「母はずっと『お父さんの言うとおりにしてれば、人生間違えないのよ』と言い、私もその考えを知らずしらずのうちにインストールしていたんですね。高校も大学も私なりに行きたいところがあったんですが、父がすべて決めました。理工系の道に進みたかったんです。成績面でも問題なく合格できるだろうと高校の先生も応援してくれたのですが……結局、地元の短大で文学部に行くことになりました」
進路を親に決められる、というのは“いい子”の多くに共通する体験のひとつのようだ。
「いい子でいるっていうことは、実は楽でもあるんです」と振り返るのは、金髪のショートヘアがまぶしいユウナさん(30代前半)。高校受験の際には、やはり親が進学先を決めた。

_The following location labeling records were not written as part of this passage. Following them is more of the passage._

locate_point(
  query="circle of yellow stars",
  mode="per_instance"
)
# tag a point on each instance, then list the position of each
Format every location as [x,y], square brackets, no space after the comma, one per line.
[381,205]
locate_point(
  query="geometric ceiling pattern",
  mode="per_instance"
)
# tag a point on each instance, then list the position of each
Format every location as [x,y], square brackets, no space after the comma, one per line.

「三者面談で、私がひと言も発しないうちに、もうどこを受けるか決まっていました。親が道を整えてくれて、すべて決めくれるのだから、それに合わせていればいい。これも愛情ゆえで、子どもには苦労せず生きてほしいという気持ちからなのだろうと、大人になってから気づきました。当時は進路なんてどうでもいいと思っていたし、自分で考えなくていいので、それはそれで楽だったんですよ。いま振り返ると、自分の意思や考えというものがまるでなかったということなんですけどね」
進学先などはさまざまな事情から、子どもが望む道に必ず進めるというわけではないだろう。けれど自分の進路を真剣に考える経験は、いずれ来る自立のときにきっと役に立つ。
作中の真実も、母親の勧めに従って高校を決めた。「決めてもらうのは、実は楽」――ユウナさんが言ったような気持ちが真実にもあったのだろうか。ぜひ本作を読んで確認してほしい。
子どものうちは、親から与えられる価値観は絶対で、ほかの家と比べる機会もそうないから疑問も芽生えにくい。今回お話を聞いた3人の女性たちは、「どこの家もそんなものだと思っていた」と口をそろえた。しかし成長するに従い、子どもの世界は広がる。親が知らないところで、自分自身の人間関係を築いていくものだ。
架は消えた婚約者を探すなかで、彼女がどのような人と出会い、何を感じてどう接してきたかを知るようになる。その息苦しさに共感する女性がきっと少なくないのも、本作が40万部を超えるロングセラーとなっている理由のひとつであることは間違いない。